Detection of mutations in oncogenes
Mutations were detected using the Genome Analyzer Toolkit (GATK) [73]. In brief, sequences were aligned to the g1k_v37.fasta human genome sequence provided by GATK (https://software.broadinstitute.org/gatk/) with the BWA aligner [74]. Reads were tagged, sorted and indexed with the Picard tools (http://broadinstitute.github.io/picard). Base qualities were recalibrated and indels were realigned with GATK. Variants were called with the HaplotypeCaller of GATK and finally filtered (FS > 30; QD < 2.0) with the VariantFiltration program of GATK. All plots were created using the R programing language or Circos [75]. Parsing and pre-processing of data was carried out with in-house Perl or Python scripts.
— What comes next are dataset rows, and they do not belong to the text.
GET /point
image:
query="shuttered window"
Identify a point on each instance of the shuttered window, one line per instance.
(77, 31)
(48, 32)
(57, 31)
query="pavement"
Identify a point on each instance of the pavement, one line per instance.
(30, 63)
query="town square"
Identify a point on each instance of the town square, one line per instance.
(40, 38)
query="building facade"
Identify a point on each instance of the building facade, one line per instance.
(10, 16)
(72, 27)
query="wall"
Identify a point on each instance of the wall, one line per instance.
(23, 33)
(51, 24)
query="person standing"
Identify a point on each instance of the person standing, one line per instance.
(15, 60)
Supplementary Table 1. Description of resected and explanted HCC samples analyzed in this study.
Supplementary Table 2. Differential expression analysis results from RNAseq data generated from 12 HCC resected livers. Downregulated genes are in blue font.
Supplementary Table 3. Differential expression analysis results from RNAseq data generated from 3 HCC explanted livers. Downregulated genes are in blue font.
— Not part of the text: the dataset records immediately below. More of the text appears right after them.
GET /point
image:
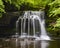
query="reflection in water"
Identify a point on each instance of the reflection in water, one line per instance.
(27, 43)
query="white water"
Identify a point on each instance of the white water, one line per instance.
(33, 15)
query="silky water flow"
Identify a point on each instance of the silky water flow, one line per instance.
(32, 29)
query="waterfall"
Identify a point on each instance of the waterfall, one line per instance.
(31, 16)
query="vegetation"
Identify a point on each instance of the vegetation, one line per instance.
(51, 7)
Supplementary Table 4. Differential expression analysis results from microRNAseq data generated from 12 HCC resected livers. Downregulated miRNAs are in blue font.
Supplementary Table 5. Differential expression analysis results from microRNAseq data generated from 3 HCC explanted livers. Downregulated miRNAs are in blue font.
Supplementary Table 6. Differential expression analysis results from RNAseq data retrieved from TCGA corresponding to 50 HCC cancer-nonCancer pairs. Downregulated genes are in blue font.
Supplementary Table 7. Differential expression analysis results from microRNAseq data retrieved from TCGA corresponding to 50 HCC cancer-nonCancer pairs. Downregulated miRNAs are in blue font.
Supplementary Table 8. Number of genes that were found deregulated in one, two or three cohorts of samples.
Supplementary Table 9. HGCN symbol of genes that were found deregulated in one, two or three cohorts of samples.
Supplementary Table 10.Putative targets identified by TargetScan for all miRNAs found deregulated in our resected livers cohort. Targets are restricted to genes found deregulated in the RNAseq libraries from resected livers.
Supplementary Table 11. Copy number variants in each tumor sample of our resected and explanted livers cohorts, as determined by cn-mops.
Supplementary Table 12. Allelic frequency of mutations in genes related to cancer according to the Accel-Amplicon 56G oncology panel v2. The number of mutations in each gene is not necessarily an indicative of the actual mutation susceptibility because the number of amplicons per gene in the assay used is variable.
Footnotes
Competing interest: The authors declare that no competing interest exists
This work was supported by funding from Alberta Innovates Technology Futures-Innovates Centres of Research Excellence (AITF-iCORE) to GKSW.